Rzuty karne wyłoniły kolejnego ćwierćfinalistę. Brazylia gromi Koreańczyków

(Fot. EPA/Abir Sultan)

Po raz pierwszy podczas mistrzostw świata w Katarze zwycięzcę meczu musiały wyłonić rzuty karne. Górą okazali się  Chorwaci, którzy strzelali celniej od Japończyków. Z turniejem pożegnała się także Korea Południowa, która na swoje nieszczęście trafiła na Brazylię, jakiej jeszcze w tym turnieju nie widzieliśmy.

Chorwaci powtarzają schemat z 2018 roku, gdy ich droga do finału polegała na wygrywaniu w konkursach „jedenastek”. Tym razem zaczęło się od Japonii, która jako pierwsza wyszła w tym spotkaniu na prowadzenie.
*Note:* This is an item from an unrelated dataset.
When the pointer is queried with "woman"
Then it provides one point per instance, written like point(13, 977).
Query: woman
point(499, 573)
Z opresji Chorwatów uratował Ivan Perisić, który doprowadził do remisu i taki wynik utrzymał się do końca regulaminowego czasu gry, a także do końca dogrywki. Japończycy jak widać, nie byli przygotowani na rzuty karne, które w ich wykonaniu były fatalne i w całej serii udało im się wykorzystać tylko jedną „jedenastkę”. Dużo lepiej radzili sobie doświadczeni już w tym Chorwaci, dzięki czemu to oni meldują się w ćwierćfinałach mistrzostw świata.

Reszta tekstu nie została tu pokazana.